Department of Information Technology and Electrical Engineering, ETH Zurich, Zurich 8006, Switzerland.
Bionano Genomics, San Diego, CA 92121, United States.
Bioinformatics. 2023 May 4;39(5). doi: 10.1093/bioinformatics/btad151.
Pairwise sequence alignment is a very time-consuming step in common bioinformatics pipelines. Speeding up this step requires heuristics, efficient implementations, and/or hardware acceleration. A promising candidate for all of the above is the recently proposed GenASM algorithm. We identify and address three inefficiencies in the GenASM algorithm: it has a high amount of data movement, a large memory footprint, and does some unnecessary work.
We propose Scrooge, a fast and memory-frugal genomic sequence aligner. Scrooge includes three novel algorithmic improvements which reduce the data movement, memory footprint, and the number of operations in the GenASM algorithm. We provide efficient open-source implementations of the Scrooge algorithm for CPUs and GPUs, which demonstrate the significant benefits of our algorithmic improvements. For long reads, the CPU version of Scrooge achieves a 20.1×, 1.7×, and 2.1× speedup over KSW2, Edlib, and a CPU implementation of GenASM, respectively. The GPU version of Scrooge achieves a 4.0×, 80.4×, 6.8×, 12.6×, and 5.9× speedup over the CPU version of Scrooge, KSW2, Edlib, Darwin-GPU, and a GPU implementation of GenASM, respectively. We estimate an ASIC implementation of Scrooge to use 3.6× less chip area and 2.1× less power than a GenASM ASIC while maintaining the same throughput. Further, we systematically analyze the throughput and accuracy behavior of GenASM and Scrooge under various configurations. As the best configuration of Scrooge depends on the computing platform, we make several observations that can help guide future implementations of Scrooge.
在常见的生物信息学管道中,成对序列比对是一个非常耗时的步骤。加快这一步需要启发式方法、高效的实现和/或硬件加速。最近提出的 GenASM 算法是所有这些的有希望的候选者。我们确定并解决了 GenASM 算法中的三个效率低下的问题:它的数据移动量很大,内存占用很大,并且做了一些不必要的工作。

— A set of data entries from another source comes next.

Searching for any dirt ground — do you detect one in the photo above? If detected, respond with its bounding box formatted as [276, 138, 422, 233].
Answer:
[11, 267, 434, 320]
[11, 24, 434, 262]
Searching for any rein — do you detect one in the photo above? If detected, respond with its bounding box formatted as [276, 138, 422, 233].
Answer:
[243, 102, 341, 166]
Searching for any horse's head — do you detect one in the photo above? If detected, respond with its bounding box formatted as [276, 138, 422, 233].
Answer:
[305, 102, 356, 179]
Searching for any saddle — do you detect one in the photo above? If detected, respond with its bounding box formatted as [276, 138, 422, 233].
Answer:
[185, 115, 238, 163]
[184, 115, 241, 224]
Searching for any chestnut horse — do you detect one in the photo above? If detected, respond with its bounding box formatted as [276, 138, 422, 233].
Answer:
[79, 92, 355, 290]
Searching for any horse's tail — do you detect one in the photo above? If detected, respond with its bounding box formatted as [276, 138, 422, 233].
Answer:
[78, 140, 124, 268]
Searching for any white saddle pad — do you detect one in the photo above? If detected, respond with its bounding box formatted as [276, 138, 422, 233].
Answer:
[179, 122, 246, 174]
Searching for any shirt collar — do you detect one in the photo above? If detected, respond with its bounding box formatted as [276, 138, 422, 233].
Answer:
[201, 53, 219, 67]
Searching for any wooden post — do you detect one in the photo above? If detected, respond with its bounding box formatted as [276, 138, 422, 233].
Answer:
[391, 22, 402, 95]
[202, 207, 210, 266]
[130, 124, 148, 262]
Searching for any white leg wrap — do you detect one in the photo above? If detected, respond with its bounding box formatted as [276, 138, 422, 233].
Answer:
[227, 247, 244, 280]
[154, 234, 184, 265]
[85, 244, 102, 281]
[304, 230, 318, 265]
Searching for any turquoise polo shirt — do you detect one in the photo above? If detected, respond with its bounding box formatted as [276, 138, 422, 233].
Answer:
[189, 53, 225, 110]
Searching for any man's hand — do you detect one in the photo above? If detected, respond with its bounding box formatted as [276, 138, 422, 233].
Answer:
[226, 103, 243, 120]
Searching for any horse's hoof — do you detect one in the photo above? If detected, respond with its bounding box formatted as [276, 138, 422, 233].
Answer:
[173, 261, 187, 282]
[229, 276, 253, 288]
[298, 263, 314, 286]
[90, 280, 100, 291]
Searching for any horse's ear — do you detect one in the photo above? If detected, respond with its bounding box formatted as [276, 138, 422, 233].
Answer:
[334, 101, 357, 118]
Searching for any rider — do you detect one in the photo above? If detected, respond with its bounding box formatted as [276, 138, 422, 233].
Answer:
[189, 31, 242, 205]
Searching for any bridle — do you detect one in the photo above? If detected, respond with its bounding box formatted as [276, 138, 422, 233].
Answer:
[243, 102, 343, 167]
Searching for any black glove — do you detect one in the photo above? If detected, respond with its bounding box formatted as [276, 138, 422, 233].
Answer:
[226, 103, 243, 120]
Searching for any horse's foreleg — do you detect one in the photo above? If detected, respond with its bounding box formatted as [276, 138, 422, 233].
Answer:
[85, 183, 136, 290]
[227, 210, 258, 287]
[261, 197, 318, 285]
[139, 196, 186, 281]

我们提出了 Scrooge,一种快速且节省内存的基因组序列比对器。Scrooge 包括三个新颖的算法改进,这些改进减少了 GenASM 算法中的数据移动、内存占用和操作数量。我们为 CPU 和 GPU 提供了 Scrooge 算法的高效开源实现,这些实现证明了我们算法改进的显著优势。对于长读取,Scrooge 的 CPU 版本分别比 KSW2、Edlib 和 GenASM 的 CPU 实现快 20.1 倍、1.7 倍和 2.1 倍。Scrooge 的 GPU 版本分别比 Scrooge 的 CPU 版本、KSW2、Edlib、Darwin-GPU 和 GenASM 的 GPU 实现快 4.0 倍、80.4 倍、6.8 倍、12.6 倍和 5.9 倍。我们估计 Scrooge 的 ASIC 实现使用的芯片面积比 GenASM 的 ASIC 少 3.6 倍,功耗少 2.1 倍,而吞吐量保持不变。此外,我们系统地分析了各种配置下 GenASM 和 Scrooge 的吞吐量和准确性行为。由于 Scrooge 的最佳配置取决于计算平台,因此我们提出了一些可以帮助指导未来 Scrooge 实现的观察结果。